Another similar approach is the Proactive Advising model implemented at Georgia State University and championed by the University Innovation Alliance. The Proactive Advising model heavily relies on real-time data and analytics to drive increased and targeted interventions. At GSU, the Proactive Advising model has contributed to: increased meetings with advisers, increased graduation rates, and tuition savings. (Learn more.) These and other models indicate an important receptiveness to change in higher education.


Access and diversity efforts are often deficit-based, serving the “underserved,” “disadvantaged,” and students deemed “at risk.” In reality, every student has assets that make them a degree candidate.

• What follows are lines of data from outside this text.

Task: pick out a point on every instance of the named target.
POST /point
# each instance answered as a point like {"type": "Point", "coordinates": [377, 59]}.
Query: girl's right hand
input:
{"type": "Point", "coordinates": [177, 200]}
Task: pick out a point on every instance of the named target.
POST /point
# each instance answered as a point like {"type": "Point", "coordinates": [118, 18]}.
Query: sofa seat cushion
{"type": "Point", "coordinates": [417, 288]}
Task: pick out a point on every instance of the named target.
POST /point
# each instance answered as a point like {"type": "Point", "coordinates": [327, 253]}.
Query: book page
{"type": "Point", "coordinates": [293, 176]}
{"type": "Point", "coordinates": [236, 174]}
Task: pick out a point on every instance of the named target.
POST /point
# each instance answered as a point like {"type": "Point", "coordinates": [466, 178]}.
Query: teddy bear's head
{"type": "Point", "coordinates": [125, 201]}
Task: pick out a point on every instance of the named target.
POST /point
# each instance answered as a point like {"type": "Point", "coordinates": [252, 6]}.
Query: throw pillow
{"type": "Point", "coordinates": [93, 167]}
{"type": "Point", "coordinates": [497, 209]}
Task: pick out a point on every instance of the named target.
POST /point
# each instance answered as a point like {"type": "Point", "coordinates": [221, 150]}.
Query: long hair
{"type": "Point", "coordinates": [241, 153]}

A commitment to expand processes that align credentials with lived experiences could be a critical piece of proactive access work. For instance, the Joint Services Transcript provides a description of schooling received by military personnel while in service; it tells schools about skills people have gained and may lead to college credits. Such efforts could fundamentally impact affordability and perceived relevance of higher education.

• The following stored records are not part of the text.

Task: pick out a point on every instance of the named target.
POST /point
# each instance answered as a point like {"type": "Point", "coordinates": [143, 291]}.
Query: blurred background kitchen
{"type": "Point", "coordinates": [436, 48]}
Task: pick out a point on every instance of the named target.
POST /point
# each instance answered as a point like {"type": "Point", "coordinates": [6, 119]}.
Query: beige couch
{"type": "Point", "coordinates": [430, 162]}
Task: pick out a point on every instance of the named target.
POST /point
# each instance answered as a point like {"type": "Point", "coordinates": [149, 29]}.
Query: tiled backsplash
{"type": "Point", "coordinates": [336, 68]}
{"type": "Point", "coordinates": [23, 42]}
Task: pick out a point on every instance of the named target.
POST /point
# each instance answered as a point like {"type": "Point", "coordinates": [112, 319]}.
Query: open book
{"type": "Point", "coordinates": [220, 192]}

The trend toward more diverse credentials is certainly not new. Numerous studies by workforce groups, universities, and the Colorado Department of Higher Education have touted increased stackable credentials – independent credentials that, when combined, can add up to a higher-level degree. A commitment to teaching, research, and service positions land-grant universities, such as CSU, to be premier players in this area. The use of trusted programs such as 4-H and Extension to lead these efforts would be both innovative and familiar to the community.

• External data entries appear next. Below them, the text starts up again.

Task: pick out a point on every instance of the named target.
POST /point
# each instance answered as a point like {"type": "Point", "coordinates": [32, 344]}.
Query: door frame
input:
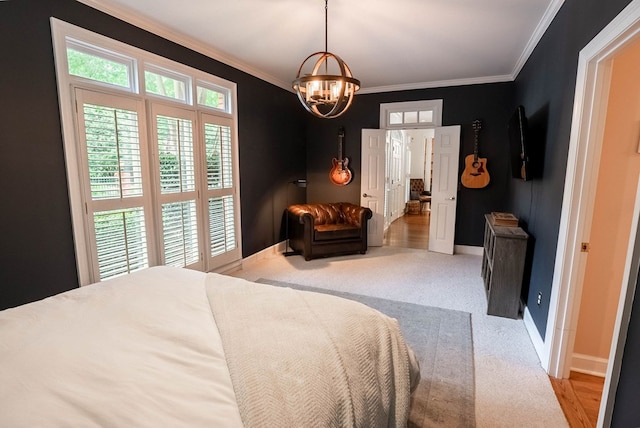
{"type": "Point", "coordinates": [585, 143]}
{"type": "Point", "coordinates": [386, 109]}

Finally, proactive access cannot be successful if it is centered (literally or figuratively) on campus. To be of community service, institutions need to be “of the community” – allied, connected, and committed. Community engagement is important work for the university, but to impact access and equity, higher education must be in common cause with the community. Allyship requires a shift in mindset.

Universities often leverage community engagement to improve the town and gown relationship. For land-grant institutions, however, the “gown” exists to serve the “town.” If the work of the university emanates from this mindset, then allyship is the logical conclusion. Allyship demands a continual process to understand and respond to the needs, interests, and desires of the “town” – Colorado first, and then the greater community connected to CSU.

Allyship asks guiding questions, such as: Who are the true stakeholders of our work? How does my presence impact others? Do I have privilege here, and how can I use that to benefit the whole? When viewed through this lens, being proactive about access is the natural consequence of a commitment to founding principles at many colleges and universities.

The world, as always, is changing in unpredictable ways. But it is easy to see that the future is diverse. To maintain relevance and value, higher education must shift its processes and mindset to serve a new mosaic of honored and valued colleagues.

Rico Munn, J.D., is superintendent of Aurora Public Schools. He served on the Board of Governors of the Colorado State University System from 2012 to 2019, including two years as board chair. He also served as executive director of the Colorado Department of Higher Education and has spent much of his career working to improve access and equity in education.